Another example. I'm in the car, driving towards a crossing, and if other cars approach, I know I need to give way. There is a car coming around, so I stop my car to let the other car go by. But the car gets slower and slower. For a second, I think, maybe it's someone who doesn't know the traffic rules here, but that would be okay. But no... the car stops right in front of the crossing, without even giving any signals, and an old woman steps out of the car. Shaking my head, I hit the gas and go by once again. I can see that a woman is the one behind the wheel.
You know, the question I have is: Why are women so emotional, so caring, so "I feel so many things, and I want to know how my dad, my mum, my siblings feel. Everything is about feelings", yet they can't even act according to everyday life situations. Sometimes they are in their own world. And then it also happens that they are so into their own world that they start imagining things (see the first paragraphs of this text). Why are women all about feelings, yet they can't sympathise with strangers? Like:"How does the other driver feel if I leave him in confusion?". Don't we have feelings, too? Oh yeah, blood boiling feelings.
I really don't have a problem with women, but sometimes they freak me out. I think if I was a woman, I would really be stressed out because it takes so much concentration to just not get in someone else's way all the time.
Okay, as you know, I have problems too. I think I need some sort of therapy. It's the stress. I get totally angry easily, I feel stressed easily, and I get scared easily, AND I'm paranoid. Sometimes I feel like I'm going to explode and die of exhaustion at the same time...and the muscles that ache the most are the shake-head muscles.
I won't get very old this way, but I don't want to die too soon. Something has to change, also for the sake of the people who have to tolerate my behaviour. How do I go about this at all? I feel like everything is in my hands and up to me all the time. I can't allow any mistakes because I feel embarrassed often enough already. I have to pull myself together, and at the same time I can even feel scared when I hear a leaf falling off a tree (no joke, it happened one night).

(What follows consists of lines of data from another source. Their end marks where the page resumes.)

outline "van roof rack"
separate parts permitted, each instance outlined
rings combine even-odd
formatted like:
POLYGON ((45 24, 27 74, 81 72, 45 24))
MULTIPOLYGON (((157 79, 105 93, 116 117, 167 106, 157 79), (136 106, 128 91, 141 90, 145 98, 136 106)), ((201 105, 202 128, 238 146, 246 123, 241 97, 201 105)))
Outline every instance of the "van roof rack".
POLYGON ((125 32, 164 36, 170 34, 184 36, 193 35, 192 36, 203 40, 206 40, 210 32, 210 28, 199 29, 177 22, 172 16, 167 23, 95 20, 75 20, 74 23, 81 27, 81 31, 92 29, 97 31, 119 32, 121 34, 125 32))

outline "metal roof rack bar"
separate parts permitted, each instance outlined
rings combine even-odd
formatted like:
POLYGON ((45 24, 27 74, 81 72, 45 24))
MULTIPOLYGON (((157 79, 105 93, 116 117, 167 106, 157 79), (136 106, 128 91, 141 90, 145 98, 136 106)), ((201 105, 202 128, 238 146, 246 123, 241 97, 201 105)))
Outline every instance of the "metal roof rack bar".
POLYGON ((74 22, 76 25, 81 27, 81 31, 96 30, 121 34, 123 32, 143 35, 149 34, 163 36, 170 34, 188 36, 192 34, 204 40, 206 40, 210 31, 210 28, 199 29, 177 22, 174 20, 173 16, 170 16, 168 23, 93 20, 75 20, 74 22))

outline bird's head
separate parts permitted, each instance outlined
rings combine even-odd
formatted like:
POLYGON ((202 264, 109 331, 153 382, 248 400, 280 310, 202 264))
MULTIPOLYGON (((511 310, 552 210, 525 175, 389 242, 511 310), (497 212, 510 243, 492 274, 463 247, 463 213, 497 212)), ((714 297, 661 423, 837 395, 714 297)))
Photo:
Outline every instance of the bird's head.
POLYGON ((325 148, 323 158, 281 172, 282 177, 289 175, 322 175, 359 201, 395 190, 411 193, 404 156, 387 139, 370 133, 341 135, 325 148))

The discouraging thing is that I do sports, I take baths, and it still doesn't really change much. And apart from that, I tend to feel hopeless about life. Life is only short joy and lots of Tristesse.
Ira is right. Everything is not good enough for me. The best is just good enough if I'm lucky. Maybe I ask for too much, but what can I do when the standard for happiness is set so high?
At the moment I already appreciate if strange people (women and men) don't make my blood boil... and not to mention my cat that makes stupid things on a Friday evening.
Yeah... sometimes I could cook noodles in my stomach, that's how I boil.
2 comments:
First off: you need to calm down.
Second: I know how some ppl can drive you up the wall, women in particular. I live with 2 women, so I can relate.
Third: As far as driving goes, women tend to be slower most of, if not all the time. Though my sister isn't one of those women, you should watch her drive.
Fourth: Maybe you can try taking up yoga in order to learn how to not lose it. Not that I take it up, just an idea.
Fifth: Happiness isn't so hard to feel. Just live in the moment and not worry about tomorrow.
Best of luck.
Be good to yourself, Sweetie.
I found something online you might want to read when you have the time:
Manipulative People.
I'm here when you need someone to talk to. Stay strong.